Three initial areas of focus outlined by the group include the development of a model for creating a smart city, a plan for connecting everyone with broadband access, and to serve as a platform for open-source code sharing. To share code, the group teamed with GitHub, which created a repository that will allow city CIOs to contribute and consume source code for civic software. For the rest, the group's participants will meet in two weeks to establish the details, explained San Francisco CIO Miguel Gamiño.
"We found that, around the world, we're all faced with very similar challenges," Gamiño told Government Technology. "This concept of creating a smarter city is a global one, and in some cases there are other parts of the world where they're doing certain things better than we are and vice versa. And I think there's a lot to be shared globally around common objectives, and different levels of accomplishment and priority in these different areas, so when you add them all up it's just a better collective sum."
The Council, which will be co-led by Gamiño and Washington, D.C., Chief Technology Officer Archana Vemulapalli, enables a formal process for information sharing and partnership that encourages participation, Gamiño explained, and then referenced Los Angeles' upcoming launch of a business portal that was created using code supplied by San Francisco's own business portal.
Gamiño also noted that the group itself has existed in an informal fashion since 2014 when he partnered with Barcelona's tech leadership. But now, the scope of this Council of Global City CIOs (the world) and the support from its founders (who are among the nation's most innovative public CIOs) create a more stable community than those ad hoc agreements and relationships that typically accrue in this space.
The group will share challenges and solutions, but that will be but a marginal component of what they do, Gamiño said, because there are already groups that do that. This group will be all about sharing things — frameworks, principles, policies and code — that city leaders can use to make things happen.
"I would really like the organization tasked with work," he said. "… On the smart city front, I'd like to see some cities come together and agree on a set frameworks and terms and standards that can deliver something tangible to help other cities, members or not, give them some guardrails to help direct them toward that smarter city path."
The official announcement from Washington, D.C., Mayor Muriel Bowser and San Francisco Mayor Ed Lee emphasized the importance of the world working together and harnessing the immense power of technology to improve city life.
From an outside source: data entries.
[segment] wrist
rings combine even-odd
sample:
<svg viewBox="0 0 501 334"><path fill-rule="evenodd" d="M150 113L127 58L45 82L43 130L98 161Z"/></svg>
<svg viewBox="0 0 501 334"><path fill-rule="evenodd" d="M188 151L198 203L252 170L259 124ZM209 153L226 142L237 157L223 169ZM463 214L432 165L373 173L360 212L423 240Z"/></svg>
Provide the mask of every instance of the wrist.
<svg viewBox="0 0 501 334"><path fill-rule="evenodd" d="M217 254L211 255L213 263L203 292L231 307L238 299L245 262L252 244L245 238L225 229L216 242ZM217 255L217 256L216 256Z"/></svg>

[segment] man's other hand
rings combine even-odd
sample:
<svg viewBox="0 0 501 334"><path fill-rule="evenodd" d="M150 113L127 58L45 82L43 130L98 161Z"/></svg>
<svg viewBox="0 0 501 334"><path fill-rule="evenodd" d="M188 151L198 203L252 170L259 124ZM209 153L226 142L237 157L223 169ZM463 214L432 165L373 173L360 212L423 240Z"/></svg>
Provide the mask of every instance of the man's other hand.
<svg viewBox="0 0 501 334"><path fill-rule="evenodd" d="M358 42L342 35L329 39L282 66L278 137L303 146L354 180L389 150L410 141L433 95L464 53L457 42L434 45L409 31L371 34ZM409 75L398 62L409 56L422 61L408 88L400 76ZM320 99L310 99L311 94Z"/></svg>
"Just think about how much opportunity is left to be leveraged," the two wrote. "According to a recent estimate of big data, every day we create more than 2.5 quintillion bytes of data — so much that 90 percent of the data in the world today has been created in just the last two years. Frankly, there is now and will continue to be more data being produced than we have ideas about how it can and should be used by cities to improve lives."
And the group is looking for new members around the world, Gamiño said, so if someone wants to get involved, all they have to do is contact the group and start helping.
"This is a matter of organizing around a focused set of people around the world that I think have maybe the biggest opportunity to impact the world in the short term," Gamiño said, "because at the end of the day, people might be citizens of a country, but they're residents of a community, of a city, and so people who work at that level have the opportunity to deliver solutions to the heart of the constituency."